Wage and Hour Requirements
The Fair Labor Standards Act (“FLSA”) and its state law counterparts raise issues for how nonprofits monitor the work schedules of their telecommuting employees. Assuming an employee is not exempt from the overtime wage law, he or she must be paid time-and-a-half for all hours worked beyond 40 hours in a workweek. Additionally, employers are required to maintain accurate records of the hours their employees work.

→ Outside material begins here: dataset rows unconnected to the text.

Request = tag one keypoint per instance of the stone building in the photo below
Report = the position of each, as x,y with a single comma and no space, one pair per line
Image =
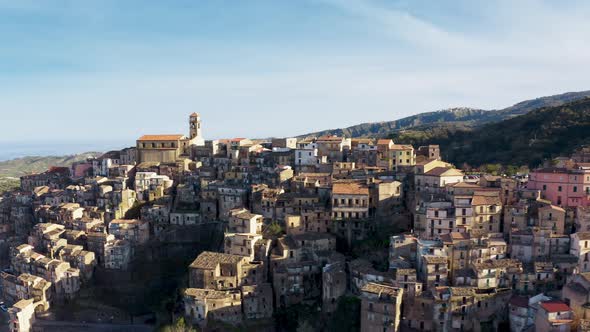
201,305
380,308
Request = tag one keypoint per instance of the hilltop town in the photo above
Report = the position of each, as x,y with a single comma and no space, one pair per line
318,233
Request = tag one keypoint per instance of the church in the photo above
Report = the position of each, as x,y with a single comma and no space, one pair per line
171,147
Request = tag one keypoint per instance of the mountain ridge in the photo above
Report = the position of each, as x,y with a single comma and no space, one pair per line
461,117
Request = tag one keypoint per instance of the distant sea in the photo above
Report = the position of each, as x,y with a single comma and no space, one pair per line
13,150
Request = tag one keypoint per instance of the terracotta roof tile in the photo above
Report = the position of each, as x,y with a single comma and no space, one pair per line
172,137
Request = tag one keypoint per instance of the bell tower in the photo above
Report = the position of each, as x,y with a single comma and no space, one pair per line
196,136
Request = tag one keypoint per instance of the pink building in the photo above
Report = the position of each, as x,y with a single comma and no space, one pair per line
568,187
80,169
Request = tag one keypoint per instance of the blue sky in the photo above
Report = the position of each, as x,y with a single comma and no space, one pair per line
109,71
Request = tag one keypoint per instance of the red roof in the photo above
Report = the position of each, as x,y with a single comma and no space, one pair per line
555,306
519,301
174,137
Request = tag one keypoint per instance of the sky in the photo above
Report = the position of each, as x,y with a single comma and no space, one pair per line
102,73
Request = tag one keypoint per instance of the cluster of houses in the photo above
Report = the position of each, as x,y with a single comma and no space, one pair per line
473,253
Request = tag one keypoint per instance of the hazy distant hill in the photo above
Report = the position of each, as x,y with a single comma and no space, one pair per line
28,165
522,140
455,118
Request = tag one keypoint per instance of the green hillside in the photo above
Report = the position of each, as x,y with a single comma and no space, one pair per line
523,140
27,165
454,118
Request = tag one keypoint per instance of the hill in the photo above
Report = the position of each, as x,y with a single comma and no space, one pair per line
27,165
455,118
522,140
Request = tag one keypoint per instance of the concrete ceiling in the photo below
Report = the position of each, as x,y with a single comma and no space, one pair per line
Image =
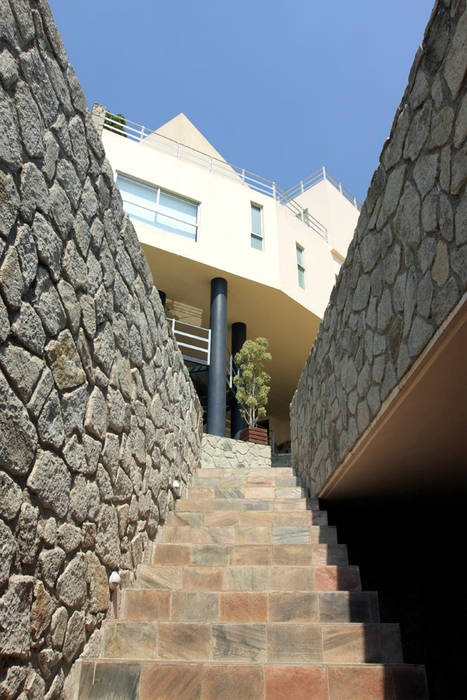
420,442
289,327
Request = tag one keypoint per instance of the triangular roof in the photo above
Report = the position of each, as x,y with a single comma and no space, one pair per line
181,129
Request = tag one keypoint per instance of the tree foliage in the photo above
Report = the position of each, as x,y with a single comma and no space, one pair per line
252,382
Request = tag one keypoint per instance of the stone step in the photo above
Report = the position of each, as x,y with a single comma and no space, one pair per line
145,605
241,504
247,518
242,472
101,679
267,642
273,481
250,491
255,534
250,554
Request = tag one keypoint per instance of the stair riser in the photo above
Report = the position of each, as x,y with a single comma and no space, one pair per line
249,535
243,473
249,578
247,518
239,504
183,606
159,681
254,642
252,492
251,554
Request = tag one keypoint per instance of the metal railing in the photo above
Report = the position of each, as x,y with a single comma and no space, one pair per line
137,132
200,341
318,176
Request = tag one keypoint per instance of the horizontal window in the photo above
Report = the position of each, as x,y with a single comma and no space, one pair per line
256,227
159,208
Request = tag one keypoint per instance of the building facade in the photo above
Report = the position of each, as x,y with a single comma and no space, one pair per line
235,256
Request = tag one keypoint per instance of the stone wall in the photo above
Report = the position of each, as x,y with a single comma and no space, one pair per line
222,453
98,415
406,266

Given the inherent difficulty of monitoring the work hours of a telecommuting employee, some employers offer telecommuting to exempt employees only. However, an across-the-board prohibition against telecommuting for non-exempt employees may give rise to a disparate impact claim depending upon the demographics of a nonprofit’s workforce. As an alternative, many nonprofits create something akin to a virtual sign-in sheet, requiring their telecommuting employees to log-in and log-out of a web-based program at the beginning and end of their work day. Other nonprofits simply require that their telecommuting employees receive authorization from their manager prior to working beyond 8 hours in a workday or 40 hours in a workweek. However, in the event a telecommuting employee works overtime without proper authorization, the employer may not simply refuse to pay the employee overtime wages. Instead, the employer must still pay the employee overtime wages and treat the violation of the telecommuting policy as a disciplinary issue.
Occupational Safety and Health Issues
The Occupational Safety and Health Act (“OSHA”) creates recordkeeping and workplace safety requirements for most employers, including many nonprofits. In contrast to the traditional work environment, the employer is typically absent when an injury to a telecommuting employee occurs. In addition, it is necessarily more difficult for an employer to monitor the safety of a telecommuting employee’s workspace.
The employer’s obligation to provide a safe work environment is balanced against the telecommuting employee’s right to privacy in his or her home. Accordingly, an employer is not obligated to inspect a telecommuting employee’s home office. However, a nonprofit’s telecommuting policy should nonetheless help promote a safe home office environment. The policy should state that the telecommuting employee is responsible for ensuring that his or her workspace complies with the same safety requirements for the employer’s site. The policy also should acknowledge that the telecommuting employee either has been provided equipment from the employer or has assumed responsibility for the safety of his or her own equipment.
Workers’ Compensation Laws
Although the specific statutes vary among different states, workers’ compensation laws generally require that an employer compensate its employees for injuries sustained in the course and scope of employment. Nonprofits may find it more difficult to ascertain whether an injury occurs in the course and scope of employment for telecommuting employees. Unlike with injuries at the employer’s site, there are usually no witnesses when a telecommuting employee is injured at his or her home. In order to curb against the risk of fraudulent injury reports, the telecommuting policy should require that work-related injuries be recorded within a certain number of hours of the occurrence and that the employee make his or her home work-space available for inspection following the injury.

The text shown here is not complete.